As he recognizes, bias does not usually spring from a grand consipiracy or even a conscious effort to help ones friends and frustrate ones enemies. It comes from like-minded people working together and reinforcing each other's prejudices. The come to think their world view is the world view; anything else is simply inconceivable. That is why those outside the center-left bias of the mainstream media -- mostly conservatives and cranky libertarians -- have had the frustating experience over the last few decades of liberals not even acknowledging there is a bias. As I've noted a time or two in this and other contexts, an ant doesn't know it's in an anthill.
I hasten to add that this works for all points of view. Those of political persuasions other than liberals -- even (gasp!) conservatives and libertarians -- are inclined to hang out with people who think like them and help create an echo chamber that endlessly replays familiar and comfortable memes. That's why true objectivity is so hard to achieve.
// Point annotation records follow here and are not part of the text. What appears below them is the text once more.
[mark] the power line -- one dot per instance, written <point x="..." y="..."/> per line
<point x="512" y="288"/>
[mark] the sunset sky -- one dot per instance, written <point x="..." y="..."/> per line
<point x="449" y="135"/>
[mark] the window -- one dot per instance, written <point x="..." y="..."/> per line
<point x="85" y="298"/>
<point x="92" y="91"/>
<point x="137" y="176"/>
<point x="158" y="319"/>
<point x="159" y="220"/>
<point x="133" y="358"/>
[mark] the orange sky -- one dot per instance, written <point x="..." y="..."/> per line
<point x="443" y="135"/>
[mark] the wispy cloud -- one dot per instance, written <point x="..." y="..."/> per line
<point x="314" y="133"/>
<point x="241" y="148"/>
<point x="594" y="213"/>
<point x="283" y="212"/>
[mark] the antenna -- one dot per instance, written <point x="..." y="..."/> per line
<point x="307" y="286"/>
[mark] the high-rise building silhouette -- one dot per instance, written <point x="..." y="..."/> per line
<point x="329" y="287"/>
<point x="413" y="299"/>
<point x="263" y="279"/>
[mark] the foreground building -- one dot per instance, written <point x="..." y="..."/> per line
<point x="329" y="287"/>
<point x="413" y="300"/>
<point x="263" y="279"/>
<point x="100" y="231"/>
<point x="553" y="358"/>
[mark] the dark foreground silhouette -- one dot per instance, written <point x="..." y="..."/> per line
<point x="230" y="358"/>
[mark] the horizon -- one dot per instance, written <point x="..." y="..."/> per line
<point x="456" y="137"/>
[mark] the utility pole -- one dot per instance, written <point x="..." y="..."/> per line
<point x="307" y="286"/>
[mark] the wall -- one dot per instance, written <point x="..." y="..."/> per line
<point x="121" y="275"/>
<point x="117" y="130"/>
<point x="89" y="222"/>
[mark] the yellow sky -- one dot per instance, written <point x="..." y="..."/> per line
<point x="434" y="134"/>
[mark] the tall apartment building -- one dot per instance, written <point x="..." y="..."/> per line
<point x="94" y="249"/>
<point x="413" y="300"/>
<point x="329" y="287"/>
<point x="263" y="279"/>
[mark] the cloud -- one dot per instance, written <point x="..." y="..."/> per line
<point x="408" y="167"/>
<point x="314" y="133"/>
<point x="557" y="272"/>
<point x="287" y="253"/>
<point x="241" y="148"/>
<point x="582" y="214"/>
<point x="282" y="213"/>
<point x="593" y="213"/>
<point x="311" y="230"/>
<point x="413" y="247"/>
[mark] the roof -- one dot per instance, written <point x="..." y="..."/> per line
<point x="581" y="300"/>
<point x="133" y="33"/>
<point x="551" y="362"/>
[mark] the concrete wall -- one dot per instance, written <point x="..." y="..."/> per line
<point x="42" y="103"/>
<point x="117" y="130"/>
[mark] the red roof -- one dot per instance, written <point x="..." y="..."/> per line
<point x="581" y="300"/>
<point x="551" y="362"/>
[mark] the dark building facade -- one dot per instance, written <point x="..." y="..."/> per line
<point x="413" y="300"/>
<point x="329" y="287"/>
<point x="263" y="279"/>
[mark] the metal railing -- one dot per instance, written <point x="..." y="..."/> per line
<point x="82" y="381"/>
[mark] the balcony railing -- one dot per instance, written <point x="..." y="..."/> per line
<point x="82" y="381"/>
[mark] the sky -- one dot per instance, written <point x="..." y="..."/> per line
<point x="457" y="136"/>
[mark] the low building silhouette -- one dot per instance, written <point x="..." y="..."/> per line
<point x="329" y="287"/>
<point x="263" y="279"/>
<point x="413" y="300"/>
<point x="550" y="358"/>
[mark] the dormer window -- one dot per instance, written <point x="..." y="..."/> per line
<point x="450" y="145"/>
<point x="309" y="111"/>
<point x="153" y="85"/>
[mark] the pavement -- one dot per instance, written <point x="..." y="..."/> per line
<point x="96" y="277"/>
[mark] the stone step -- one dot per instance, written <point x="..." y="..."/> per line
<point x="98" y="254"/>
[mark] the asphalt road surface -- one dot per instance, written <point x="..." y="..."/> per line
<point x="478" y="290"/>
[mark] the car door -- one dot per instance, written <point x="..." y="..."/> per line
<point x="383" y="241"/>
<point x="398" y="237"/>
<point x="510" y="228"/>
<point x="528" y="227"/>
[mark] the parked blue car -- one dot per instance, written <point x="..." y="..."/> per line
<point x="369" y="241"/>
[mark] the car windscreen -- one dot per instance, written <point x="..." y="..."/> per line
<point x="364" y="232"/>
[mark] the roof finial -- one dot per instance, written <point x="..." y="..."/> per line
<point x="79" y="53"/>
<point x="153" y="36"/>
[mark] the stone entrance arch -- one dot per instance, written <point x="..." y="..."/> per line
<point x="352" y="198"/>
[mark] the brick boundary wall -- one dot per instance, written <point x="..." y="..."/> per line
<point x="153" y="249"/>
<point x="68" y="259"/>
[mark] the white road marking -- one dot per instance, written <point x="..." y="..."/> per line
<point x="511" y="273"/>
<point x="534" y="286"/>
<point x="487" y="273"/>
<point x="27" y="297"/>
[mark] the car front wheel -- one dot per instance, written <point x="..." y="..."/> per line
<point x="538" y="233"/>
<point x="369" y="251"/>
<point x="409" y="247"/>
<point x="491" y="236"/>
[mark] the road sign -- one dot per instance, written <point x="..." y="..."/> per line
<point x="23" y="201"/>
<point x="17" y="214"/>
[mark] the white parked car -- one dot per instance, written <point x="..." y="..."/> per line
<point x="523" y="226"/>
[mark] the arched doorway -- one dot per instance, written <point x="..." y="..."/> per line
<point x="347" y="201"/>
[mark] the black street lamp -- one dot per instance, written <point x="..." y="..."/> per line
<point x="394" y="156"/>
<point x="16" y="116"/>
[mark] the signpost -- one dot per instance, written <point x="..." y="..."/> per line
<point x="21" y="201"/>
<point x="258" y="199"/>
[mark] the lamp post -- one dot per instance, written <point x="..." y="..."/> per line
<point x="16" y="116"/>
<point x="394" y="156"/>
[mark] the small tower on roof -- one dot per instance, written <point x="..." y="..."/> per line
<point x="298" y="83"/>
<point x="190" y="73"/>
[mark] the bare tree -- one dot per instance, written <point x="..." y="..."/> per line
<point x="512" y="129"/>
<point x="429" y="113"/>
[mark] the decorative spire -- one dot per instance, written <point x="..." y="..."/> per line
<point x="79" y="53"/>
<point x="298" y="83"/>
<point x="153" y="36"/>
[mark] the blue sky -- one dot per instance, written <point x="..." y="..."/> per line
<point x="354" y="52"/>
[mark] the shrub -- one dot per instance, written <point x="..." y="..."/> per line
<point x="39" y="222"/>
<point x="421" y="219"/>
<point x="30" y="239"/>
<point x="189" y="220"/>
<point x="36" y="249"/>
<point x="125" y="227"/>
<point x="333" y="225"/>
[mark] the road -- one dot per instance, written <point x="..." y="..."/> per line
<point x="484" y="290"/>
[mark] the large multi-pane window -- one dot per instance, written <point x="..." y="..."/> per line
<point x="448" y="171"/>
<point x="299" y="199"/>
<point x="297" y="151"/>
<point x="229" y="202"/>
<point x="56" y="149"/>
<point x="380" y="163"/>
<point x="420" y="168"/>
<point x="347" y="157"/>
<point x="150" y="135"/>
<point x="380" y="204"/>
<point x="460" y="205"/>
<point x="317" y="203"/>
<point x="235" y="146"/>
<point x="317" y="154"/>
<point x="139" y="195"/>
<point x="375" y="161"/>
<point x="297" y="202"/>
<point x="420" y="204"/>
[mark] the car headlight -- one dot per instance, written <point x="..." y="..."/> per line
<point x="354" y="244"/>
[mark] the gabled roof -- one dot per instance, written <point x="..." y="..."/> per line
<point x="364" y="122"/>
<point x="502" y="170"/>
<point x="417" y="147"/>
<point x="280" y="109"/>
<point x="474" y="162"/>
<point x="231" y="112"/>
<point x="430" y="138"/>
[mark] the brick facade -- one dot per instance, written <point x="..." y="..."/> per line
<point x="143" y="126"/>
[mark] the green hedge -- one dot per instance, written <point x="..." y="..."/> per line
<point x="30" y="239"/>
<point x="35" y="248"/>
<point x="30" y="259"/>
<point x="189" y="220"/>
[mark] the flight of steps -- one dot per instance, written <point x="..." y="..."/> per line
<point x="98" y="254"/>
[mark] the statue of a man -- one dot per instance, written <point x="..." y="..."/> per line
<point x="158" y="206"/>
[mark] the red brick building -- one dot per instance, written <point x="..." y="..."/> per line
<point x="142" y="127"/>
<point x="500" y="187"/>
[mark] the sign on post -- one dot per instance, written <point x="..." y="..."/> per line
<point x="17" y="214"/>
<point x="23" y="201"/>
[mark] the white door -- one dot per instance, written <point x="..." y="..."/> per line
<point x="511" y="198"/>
The bias of the press has been a fact for at least all of my lifetime. The only thing different today is that the bias is more recognizable because alternatives to the prevailing worldview have sprung up in the so-called "new media" of cable, talk radio and the Internet. We have a competition of biases now, a choice of echo chambers to reside it. It isn't quite like the old penny press days, but it's close. I'd rather have a "from many voices, truth" situation than a press that pretends to be objective and unbiased but really isn't.
Speaking of ants in an anthill, here's Times Executive Editor Jill Abramson reacting to the column:
In our newsroom we are always conscious that the way we view an issue in New York is not necessarily the way it is viewed in the rest of the country or world. I disagree with Mr. Brisbane's sweeping conclusions," Abramson told POLITICO Saturday night.
"I agree with another past public editor, Dan Okrent, and my predecessor as executive editor, Bill Keller, that in covering some social and cultural issues, the Times sometimes reflects its urban and cosmopolitan base," she continued. "But I also often quote, including in talks with Mr. Brisbane, another executive editor, Abe Rosenthal, who wanted to be remembered for keeping 'the paper straight.' That's essential."
"Urban and cosmopolitcan base." What a crock. They still don't get it and likely never will.